In cambio aveva "chiesto un aiuto tendente a regolarizzare la sua posizione con la giustizia, perché riteneva di essere ingiustamente perseguitato dalla legge".
Fissato un secondo appuntamento, l'on. Cazora aveva precisato a "Rocco" che "non c'era alcuna possibilità giuridica di consentirgli di circolare liberamente sul territorio nazionale" e quello, comunque, non si era tirato indietro, indirizzandolo ad "un detenuto che si trovava a Rebibbia proveniente dalle Carceri di Nuoro ove era stato insieme a Notarnicola".
L'on. Cazora aveva avuto un colloquio nella Casa di pena romana con detto soggetto, ma nel frangente aveva recepito esclusivamente generici suggerimenti che lo avevano, anzi, indotto ad interrompere la trattativa.
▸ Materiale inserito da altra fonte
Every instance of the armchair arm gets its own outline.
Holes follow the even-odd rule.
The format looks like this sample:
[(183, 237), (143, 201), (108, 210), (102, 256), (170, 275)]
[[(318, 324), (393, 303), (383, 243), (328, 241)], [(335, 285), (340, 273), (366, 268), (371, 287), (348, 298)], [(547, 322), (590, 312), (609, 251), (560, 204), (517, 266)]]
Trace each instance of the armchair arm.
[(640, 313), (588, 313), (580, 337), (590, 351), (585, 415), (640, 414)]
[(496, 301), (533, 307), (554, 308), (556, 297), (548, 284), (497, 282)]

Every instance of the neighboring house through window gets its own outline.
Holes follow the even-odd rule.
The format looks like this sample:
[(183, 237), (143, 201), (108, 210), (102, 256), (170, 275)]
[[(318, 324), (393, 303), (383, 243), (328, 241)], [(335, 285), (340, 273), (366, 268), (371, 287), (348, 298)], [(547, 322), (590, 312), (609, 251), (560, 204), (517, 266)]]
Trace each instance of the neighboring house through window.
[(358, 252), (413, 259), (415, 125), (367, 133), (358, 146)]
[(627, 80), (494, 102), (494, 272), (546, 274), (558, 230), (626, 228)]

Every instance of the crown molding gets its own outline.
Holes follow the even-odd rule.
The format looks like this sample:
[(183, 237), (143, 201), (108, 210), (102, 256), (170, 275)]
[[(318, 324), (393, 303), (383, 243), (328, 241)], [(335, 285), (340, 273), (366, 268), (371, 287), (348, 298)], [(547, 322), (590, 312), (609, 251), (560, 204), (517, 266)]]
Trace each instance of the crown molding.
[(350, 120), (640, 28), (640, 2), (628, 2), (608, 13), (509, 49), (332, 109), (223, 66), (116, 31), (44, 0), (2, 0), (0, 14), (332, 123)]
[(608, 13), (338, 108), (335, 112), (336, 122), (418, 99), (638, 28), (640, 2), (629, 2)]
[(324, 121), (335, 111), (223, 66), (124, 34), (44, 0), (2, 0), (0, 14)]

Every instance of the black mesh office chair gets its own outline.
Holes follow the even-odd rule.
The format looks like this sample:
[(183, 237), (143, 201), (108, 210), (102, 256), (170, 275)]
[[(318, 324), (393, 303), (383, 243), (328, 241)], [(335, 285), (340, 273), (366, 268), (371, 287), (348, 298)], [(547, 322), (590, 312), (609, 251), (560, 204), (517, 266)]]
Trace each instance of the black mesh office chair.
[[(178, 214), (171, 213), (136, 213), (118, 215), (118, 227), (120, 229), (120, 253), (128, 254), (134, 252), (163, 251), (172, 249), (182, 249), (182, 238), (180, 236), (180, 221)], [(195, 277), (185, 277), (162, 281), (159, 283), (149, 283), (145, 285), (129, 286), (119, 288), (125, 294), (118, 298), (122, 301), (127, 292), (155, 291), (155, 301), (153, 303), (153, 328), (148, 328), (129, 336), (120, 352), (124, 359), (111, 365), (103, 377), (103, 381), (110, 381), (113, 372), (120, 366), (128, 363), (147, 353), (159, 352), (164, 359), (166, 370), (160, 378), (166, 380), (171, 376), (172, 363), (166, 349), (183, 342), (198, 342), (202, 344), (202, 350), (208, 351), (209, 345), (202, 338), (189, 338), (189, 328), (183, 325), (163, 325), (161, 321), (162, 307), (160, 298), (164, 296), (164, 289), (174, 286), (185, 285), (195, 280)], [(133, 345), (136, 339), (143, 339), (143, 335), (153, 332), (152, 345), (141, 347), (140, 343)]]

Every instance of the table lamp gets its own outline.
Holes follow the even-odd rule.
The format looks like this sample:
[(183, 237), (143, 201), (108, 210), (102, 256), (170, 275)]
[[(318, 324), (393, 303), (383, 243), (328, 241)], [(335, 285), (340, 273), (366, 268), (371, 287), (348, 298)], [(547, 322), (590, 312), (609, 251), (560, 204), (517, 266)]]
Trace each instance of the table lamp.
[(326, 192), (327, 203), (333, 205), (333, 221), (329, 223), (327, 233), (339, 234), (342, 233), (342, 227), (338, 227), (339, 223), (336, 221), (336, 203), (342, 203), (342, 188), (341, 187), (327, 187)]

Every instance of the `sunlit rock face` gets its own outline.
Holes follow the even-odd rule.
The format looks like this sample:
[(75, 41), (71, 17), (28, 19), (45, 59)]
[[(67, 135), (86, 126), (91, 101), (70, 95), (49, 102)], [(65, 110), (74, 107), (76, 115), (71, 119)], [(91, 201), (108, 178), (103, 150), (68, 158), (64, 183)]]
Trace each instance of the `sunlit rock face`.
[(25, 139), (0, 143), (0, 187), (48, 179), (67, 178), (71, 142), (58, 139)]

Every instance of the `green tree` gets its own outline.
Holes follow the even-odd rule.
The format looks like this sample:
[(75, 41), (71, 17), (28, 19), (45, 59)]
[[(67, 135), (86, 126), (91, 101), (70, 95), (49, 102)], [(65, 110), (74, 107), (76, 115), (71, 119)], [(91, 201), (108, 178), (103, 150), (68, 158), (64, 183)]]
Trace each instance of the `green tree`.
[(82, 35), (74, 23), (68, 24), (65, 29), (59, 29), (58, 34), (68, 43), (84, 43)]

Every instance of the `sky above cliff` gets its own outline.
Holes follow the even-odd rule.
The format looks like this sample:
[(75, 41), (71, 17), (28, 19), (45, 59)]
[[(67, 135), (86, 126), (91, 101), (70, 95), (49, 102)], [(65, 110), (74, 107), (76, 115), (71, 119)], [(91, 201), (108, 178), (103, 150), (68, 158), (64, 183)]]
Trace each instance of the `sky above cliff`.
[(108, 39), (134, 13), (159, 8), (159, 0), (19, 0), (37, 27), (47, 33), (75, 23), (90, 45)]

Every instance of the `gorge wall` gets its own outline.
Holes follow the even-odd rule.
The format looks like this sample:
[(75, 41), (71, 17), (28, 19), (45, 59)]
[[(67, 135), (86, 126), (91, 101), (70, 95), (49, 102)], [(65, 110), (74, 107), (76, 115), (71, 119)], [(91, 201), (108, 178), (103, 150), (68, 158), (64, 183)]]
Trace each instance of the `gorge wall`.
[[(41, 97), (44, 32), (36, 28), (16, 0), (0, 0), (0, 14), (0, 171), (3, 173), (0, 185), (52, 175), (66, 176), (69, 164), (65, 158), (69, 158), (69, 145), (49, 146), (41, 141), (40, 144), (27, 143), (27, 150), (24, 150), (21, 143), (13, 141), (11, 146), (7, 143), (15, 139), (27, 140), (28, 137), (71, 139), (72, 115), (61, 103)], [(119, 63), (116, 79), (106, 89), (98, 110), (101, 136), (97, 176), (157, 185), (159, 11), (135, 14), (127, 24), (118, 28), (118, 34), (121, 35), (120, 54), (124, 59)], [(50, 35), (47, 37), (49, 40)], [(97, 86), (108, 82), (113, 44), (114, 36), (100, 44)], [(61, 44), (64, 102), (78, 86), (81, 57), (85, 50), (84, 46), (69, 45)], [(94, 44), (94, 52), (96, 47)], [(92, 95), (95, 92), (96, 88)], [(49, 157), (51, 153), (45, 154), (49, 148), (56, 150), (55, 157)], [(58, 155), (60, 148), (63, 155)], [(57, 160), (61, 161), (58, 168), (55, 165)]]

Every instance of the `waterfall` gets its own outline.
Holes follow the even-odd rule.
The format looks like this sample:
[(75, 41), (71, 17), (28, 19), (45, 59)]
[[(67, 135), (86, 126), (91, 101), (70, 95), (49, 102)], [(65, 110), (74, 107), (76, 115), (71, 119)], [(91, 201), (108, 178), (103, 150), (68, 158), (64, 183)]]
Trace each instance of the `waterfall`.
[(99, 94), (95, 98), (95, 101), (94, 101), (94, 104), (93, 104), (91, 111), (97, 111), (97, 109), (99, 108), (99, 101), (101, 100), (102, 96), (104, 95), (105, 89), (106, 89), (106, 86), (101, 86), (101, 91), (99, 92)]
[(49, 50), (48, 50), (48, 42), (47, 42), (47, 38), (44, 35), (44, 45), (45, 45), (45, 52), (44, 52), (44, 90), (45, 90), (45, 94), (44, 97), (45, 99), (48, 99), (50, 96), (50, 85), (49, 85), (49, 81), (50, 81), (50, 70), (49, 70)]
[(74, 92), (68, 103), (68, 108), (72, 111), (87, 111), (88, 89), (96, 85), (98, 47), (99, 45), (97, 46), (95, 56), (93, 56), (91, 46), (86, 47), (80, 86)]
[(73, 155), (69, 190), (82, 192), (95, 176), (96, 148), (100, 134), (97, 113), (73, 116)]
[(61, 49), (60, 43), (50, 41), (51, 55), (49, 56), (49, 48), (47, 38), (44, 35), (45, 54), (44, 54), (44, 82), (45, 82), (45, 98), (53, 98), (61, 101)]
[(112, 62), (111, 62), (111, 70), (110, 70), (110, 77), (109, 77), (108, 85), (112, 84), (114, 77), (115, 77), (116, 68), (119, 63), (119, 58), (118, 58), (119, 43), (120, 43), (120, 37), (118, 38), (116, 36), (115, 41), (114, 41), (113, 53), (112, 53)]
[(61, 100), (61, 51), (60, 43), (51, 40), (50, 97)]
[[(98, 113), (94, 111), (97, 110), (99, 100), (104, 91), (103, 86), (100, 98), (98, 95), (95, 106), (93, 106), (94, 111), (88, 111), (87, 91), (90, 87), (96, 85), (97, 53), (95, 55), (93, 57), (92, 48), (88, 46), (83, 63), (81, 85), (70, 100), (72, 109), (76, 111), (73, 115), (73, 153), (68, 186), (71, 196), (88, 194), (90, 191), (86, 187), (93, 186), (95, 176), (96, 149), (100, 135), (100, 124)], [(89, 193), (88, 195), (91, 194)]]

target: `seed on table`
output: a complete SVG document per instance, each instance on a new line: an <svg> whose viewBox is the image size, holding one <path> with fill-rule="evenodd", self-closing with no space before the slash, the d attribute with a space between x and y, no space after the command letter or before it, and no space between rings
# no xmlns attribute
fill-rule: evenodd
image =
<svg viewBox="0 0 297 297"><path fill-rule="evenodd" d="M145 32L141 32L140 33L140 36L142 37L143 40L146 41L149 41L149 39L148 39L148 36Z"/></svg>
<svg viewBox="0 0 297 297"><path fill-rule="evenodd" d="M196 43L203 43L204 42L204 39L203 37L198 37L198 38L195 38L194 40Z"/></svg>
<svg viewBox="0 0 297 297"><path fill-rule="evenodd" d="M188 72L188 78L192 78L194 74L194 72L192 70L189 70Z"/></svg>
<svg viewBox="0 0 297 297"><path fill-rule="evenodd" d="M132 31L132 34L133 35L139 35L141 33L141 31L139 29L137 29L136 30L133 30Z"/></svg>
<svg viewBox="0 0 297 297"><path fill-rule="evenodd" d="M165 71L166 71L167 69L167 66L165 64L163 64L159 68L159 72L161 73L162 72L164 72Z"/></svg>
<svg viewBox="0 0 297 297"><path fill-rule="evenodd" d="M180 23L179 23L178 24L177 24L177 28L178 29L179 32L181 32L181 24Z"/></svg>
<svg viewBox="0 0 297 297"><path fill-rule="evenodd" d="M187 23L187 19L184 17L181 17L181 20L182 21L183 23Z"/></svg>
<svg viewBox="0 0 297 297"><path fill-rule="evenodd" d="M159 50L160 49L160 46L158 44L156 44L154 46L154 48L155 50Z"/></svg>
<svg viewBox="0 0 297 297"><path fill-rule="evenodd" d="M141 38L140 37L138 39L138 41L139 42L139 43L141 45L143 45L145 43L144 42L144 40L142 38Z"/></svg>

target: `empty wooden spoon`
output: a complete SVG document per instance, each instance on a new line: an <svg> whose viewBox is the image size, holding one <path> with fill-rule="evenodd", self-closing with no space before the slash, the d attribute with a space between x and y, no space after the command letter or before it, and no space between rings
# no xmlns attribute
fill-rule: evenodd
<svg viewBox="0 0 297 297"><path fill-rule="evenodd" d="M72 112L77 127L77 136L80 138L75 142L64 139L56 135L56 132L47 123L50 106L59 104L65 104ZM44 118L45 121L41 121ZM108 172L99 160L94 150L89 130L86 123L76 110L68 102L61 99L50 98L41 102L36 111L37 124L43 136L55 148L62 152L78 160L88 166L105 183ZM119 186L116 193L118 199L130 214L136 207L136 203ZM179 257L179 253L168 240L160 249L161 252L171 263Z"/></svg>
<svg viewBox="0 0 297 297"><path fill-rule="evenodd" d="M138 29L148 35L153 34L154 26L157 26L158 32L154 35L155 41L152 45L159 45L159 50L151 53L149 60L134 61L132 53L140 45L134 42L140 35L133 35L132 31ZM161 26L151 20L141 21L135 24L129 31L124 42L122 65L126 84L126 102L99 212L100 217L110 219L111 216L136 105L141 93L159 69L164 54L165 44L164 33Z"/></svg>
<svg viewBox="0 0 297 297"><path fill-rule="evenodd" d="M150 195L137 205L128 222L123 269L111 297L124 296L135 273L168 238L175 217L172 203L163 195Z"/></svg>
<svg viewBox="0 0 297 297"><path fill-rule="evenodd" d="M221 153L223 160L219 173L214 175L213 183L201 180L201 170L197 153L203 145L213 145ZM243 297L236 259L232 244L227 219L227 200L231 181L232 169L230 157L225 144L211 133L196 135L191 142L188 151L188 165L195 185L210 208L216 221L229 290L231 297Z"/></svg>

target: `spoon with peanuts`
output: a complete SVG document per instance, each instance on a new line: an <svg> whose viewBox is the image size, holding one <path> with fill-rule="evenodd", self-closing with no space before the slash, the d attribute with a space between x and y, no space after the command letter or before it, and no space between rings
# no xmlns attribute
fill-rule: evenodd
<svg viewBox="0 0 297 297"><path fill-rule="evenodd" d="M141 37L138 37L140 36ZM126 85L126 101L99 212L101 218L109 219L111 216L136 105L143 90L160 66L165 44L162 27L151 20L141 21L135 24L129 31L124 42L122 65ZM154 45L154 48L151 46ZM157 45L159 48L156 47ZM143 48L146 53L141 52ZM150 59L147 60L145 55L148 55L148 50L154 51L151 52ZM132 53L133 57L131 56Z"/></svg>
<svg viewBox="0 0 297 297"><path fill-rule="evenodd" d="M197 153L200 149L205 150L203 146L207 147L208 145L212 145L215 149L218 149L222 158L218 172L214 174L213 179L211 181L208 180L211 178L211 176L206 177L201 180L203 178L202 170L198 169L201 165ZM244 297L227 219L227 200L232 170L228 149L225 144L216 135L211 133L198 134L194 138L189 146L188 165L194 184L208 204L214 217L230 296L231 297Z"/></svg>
Però, domenica 7 maggio, essendo stato sollecitato da "Rocco" ad un nuovo urgente approccio, si era portato in Via della Camilluccia ed aveva trovato, contrariamente ai patti, "uno sconosciuto" che, richiamando il volantino delle Brigate Rosse che annunciava l'esecuzione della condanna a morte di Moro, si era "rammaricato" per "non avere potuto fare niente assieme ai suoi amici per salvare" lo statista e gli aveva confidato quelle "indicazioni" che poi erano state consegnate ai funzionari della Questura.
Questa "strana vicenda", malgrado gli sforzi degli inquirenti, non era suscettibile di sviluppi nel corso della istruzione.